A report by Amnesty International alleges the justice system in northern Uganda ignores, denies and tacitly condones violence against women and girls, including rape, and protects suspected perpetrators. From London Tendai Maphosa has more in this report for VOA.

The Amnesty International report says that women in Northern Uganda suffer rape and gender-based violence at the hands of state officials, including the army. Family members and others in the community, it says, also victimize the women.

The report says the northern Ugandan women often face what it described as "insurmountable difficulties" in trying to ensure that the perpetrators are brought to justice. According to the report, some are afraid to report rape and other forms of violence, because of intimidation, hostility and ridicule from the community, as well as inaction by authorities.

The report notes a lack of police officers to report cases to and when police are available, it alleges, they are not sensitive to the rights of victims. Amnesty says the majority of police officers in northern Uganda have limited training, are ill equipped and unmotivated.

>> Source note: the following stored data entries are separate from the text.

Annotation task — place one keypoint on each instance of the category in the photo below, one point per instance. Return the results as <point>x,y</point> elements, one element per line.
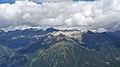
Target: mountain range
<point>59,48</point>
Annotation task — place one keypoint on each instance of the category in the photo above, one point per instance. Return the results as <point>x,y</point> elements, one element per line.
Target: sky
<point>98,15</point>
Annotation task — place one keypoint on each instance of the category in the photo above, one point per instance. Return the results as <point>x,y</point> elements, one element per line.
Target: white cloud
<point>101,14</point>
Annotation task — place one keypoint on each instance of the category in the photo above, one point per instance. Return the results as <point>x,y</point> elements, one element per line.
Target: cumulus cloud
<point>100,14</point>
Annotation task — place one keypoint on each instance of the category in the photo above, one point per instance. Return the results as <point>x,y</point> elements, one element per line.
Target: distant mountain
<point>62,48</point>
<point>22,38</point>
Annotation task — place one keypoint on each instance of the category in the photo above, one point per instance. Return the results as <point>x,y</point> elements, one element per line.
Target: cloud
<point>100,14</point>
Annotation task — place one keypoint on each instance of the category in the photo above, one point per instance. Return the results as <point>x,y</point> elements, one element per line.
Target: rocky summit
<point>59,48</point>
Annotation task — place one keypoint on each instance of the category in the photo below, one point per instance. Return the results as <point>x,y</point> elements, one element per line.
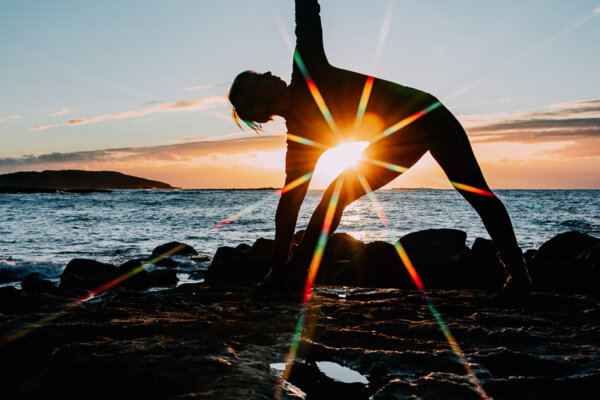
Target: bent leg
<point>452,150</point>
<point>402,150</point>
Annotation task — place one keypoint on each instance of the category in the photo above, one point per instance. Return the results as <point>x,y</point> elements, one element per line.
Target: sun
<point>338,159</point>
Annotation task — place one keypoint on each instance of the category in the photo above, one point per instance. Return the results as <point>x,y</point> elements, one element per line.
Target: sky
<point>139,86</point>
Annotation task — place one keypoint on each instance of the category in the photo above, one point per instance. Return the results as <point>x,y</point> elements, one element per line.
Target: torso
<point>341,90</point>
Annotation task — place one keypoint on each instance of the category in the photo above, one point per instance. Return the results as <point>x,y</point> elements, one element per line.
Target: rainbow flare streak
<point>312,273</point>
<point>407,121</point>
<point>472,189</point>
<point>308,142</point>
<point>457,185</point>
<point>364,100</point>
<point>296,182</point>
<point>390,166</point>
<point>440,321</point>
<point>371,195</point>
<point>314,91</point>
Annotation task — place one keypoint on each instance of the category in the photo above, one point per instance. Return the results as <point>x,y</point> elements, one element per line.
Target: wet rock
<point>6,275</point>
<point>568,261</point>
<point>231,265</point>
<point>245,247</point>
<point>142,278</point>
<point>315,384</point>
<point>480,268</point>
<point>262,248</point>
<point>565,247</point>
<point>434,253</point>
<point>174,248</point>
<point>33,283</point>
<point>377,264</point>
<point>342,246</point>
<point>86,274</point>
<point>139,279</point>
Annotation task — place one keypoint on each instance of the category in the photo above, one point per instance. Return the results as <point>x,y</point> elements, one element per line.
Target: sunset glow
<point>334,161</point>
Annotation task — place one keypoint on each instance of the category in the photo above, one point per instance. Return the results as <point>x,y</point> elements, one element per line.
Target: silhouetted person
<point>257,97</point>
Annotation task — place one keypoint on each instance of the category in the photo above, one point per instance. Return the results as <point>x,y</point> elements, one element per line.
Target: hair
<point>243,103</point>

Amnesty International spokesman Godfrey Odongo told VOA that while violence against women in the whole of Uganda is endemic, the rights group focused on northern Uganda where the government fought a bloody two-decade war against the rebel Lord's Resistance Army. During the insurgency, the rebels routinely raped women. A cease-fire has been in place since last year.

Odongo said Amnesty consulted extensively with government officials during the compilation of their report and it is clear the government is not treating the matter with the urgency it deserves.

"In our opinion it all boils down to state inaction and the state inaction is down to political will, the state inaction is down to the political will to address as a as a matter of immediacy and urgency the justice system as exists in the north. That is the main point we want to highlight as the main constraint," he said.

Amnesty says it commends government efforts to establish a functional justice system in post-conflict northern Uganda but it says more needs to be done to end what the spokesman calls the "culture of impunity" when it comes to violence against women.